Reporters and politicians have often characterized rural Americans as indifferent to political news or “Beltway intrigue,” which they set up in opposition to more “authentic” concerns such as grain prices, local tax burdens and small-town governance.

This reinforces a damaging stereotype that people in small towns are simple folks, living simple lives set apart from the rhythms of life in big cities. But actual data on rural news consumption paints a very different picture. In 2012, for instance, a Pew Research Center survey found very little difference in news consumption habits between people in rural areas and those living elsewhere. Crucially, the study showed rural Americans were no different from people in other communities when it came to their interest in such major news topics as politics, crime and breaking news.

My own experience in northwest Minnesota confirms this.
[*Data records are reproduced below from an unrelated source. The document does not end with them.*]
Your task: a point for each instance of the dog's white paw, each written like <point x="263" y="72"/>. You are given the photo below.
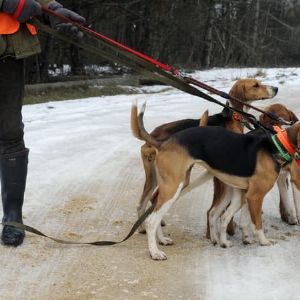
<point x="268" y="242"/>
<point x="142" y="229"/>
<point x="225" y="244"/>
<point x="292" y="220"/>
<point x="158" y="255"/>
<point x="248" y="241"/>
<point x="166" y="241"/>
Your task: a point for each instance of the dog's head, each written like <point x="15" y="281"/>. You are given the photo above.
<point x="251" y="89"/>
<point x="280" y="111"/>
<point x="293" y="134"/>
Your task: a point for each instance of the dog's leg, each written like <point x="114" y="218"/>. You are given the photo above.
<point x="166" y="241"/>
<point x="216" y="212"/>
<point x="296" y="194"/>
<point x="234" y="206"/>
<point x="255" y="200"/>
<point x="245" y="222"/>
<point x="148" y="158"/>
<point x="165" y="200"/>
<point x="219" y="194"/>
<point x="286" y="211"/>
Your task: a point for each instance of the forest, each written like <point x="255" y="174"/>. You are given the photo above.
<point x="190" y="34"/>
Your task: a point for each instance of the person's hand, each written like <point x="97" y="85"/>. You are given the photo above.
<point x="62" y="26"/>
<point x="22" y="10"/>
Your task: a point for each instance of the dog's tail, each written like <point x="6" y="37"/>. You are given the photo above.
<point x="138" y="128"/>
<point x="204" y="119"/>
<point x="134" y="121"/>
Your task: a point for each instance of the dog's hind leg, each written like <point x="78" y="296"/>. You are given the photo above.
<point x="286" y="211"/>
<point x="235" y="205"/>
<point x="219" y="194"/>
<point x="167" y="196"/>
<point x="245" y="222"/>
<point x="148" y="157"/>
<point x="215" y="213"/>
<point x="255" y="200"/>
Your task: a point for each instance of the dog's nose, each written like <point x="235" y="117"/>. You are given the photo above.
<point x="275" y="89"/>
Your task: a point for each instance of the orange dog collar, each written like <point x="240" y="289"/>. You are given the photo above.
<point x="284" y="140"/>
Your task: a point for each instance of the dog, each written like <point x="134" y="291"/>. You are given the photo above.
<point x="286" y="210"/>
<point x="248" y="163"/>
<point x="247" y="90"/>
<point x="285" y="206"/>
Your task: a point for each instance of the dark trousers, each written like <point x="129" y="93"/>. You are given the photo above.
<point x="11" y="100"/>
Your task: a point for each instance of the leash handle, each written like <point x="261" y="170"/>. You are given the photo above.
<point x="169" y="71"/>
<point x="111" y="41"/>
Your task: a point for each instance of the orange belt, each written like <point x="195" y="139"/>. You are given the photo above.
<point x="9" y="25"/>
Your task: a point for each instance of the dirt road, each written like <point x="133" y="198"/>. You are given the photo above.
<point x="85" y="177"/>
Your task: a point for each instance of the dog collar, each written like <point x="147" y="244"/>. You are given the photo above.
<point x="289" y="149"/>
<point x="237" y="117"/>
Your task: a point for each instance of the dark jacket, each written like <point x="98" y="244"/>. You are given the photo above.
<point x="21" y="44"/>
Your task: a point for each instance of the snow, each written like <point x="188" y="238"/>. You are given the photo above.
<point x="83" y="149"/>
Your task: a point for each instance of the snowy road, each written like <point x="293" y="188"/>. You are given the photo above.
<point x="85" y="178"/>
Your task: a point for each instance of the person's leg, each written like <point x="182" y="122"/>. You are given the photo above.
<point x="13" y="154"/>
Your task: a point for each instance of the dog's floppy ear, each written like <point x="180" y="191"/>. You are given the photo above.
<point x="238" y="91"/>
<point x="293" y="117"/>
<point x="264" y="119"/>
<point x="204" y="119"/>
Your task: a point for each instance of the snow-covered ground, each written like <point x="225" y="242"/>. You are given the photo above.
<point x="85" y="178"/>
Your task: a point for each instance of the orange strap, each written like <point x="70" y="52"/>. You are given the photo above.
<point x="9" y="25"/>
<point x="284" y="140"/>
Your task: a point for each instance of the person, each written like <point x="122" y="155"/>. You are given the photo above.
<point x="18" y="40"/>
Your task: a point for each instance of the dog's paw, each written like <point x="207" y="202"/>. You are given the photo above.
<point x="158" y="255"/>
<point x="166" y="241"/>
<point x="225" y="244"/>
<point x="268" y="242"/>
<point x="291" y="220"/>
<point x="248" y="241"/>
<point x="214" y="241"/>
<point x="142" y="229"/>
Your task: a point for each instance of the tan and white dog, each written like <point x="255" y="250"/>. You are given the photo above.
<point x="248" y="163"/>
<point x="247" y="90"/>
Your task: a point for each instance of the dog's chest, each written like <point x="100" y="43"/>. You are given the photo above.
<point x="230" y="153"/>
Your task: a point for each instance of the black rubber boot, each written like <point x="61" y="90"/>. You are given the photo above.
<point x="13" y="172"/>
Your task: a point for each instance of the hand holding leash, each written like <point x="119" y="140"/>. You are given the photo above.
<point x="22" y="10"/>
<point x="63" y="26"/>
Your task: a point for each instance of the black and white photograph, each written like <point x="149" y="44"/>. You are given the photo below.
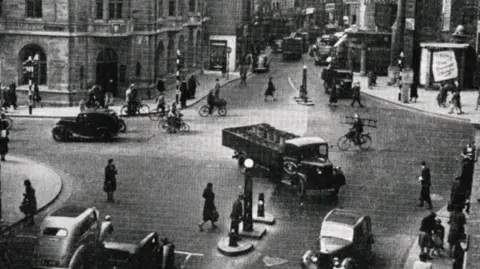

The arcana of the 24-hour news cycle — Anonymous, Sharpiegate, the Steele dossier — are discussed just as obsessively in small-town bars as they are at D.C. cocktail parties. This shouldn’t come as a surprise: People up here watch the same cable TV talk shows and read the same national news websites as people anywhere else.

#5: Rural America is the ‘real’ America

All of this builds up to what may be the most pernicious myth — that life in rural America is more authentic, more American than life anywhere else. The intent of this narrative is to hold rural people up as exemplars of American life and ideals. But adhering to such simplistic avatars denies them much of their messy, complicated humanity. It reduces the rural experience to a crude caricature that advances the interests of a particular political viewpoint — a white, conservative one.

There’s much to love about life in rural America. After three years here, I have a hard time imagining living anywhere else. The broad skies, open spaces and uncrowded vistas give me a peace I was never able to find living in more populated places. The relative scarcity of people means that those of us who do live here have to forge closer personal bonds to solve the sorts of problems that, in more populated places, are typically handled by anonymous professional bureaucracies.

But there’s a lot to love about life just about anywhere in America. There are as many different modes of being an American as there are towns, or families, or individuals living in this country. The mantle of “real American” — and all the scrutiny, assumptions and mythmaking that come with it — is a burden that none of us should have to bear alone, but rather is one that we can all share.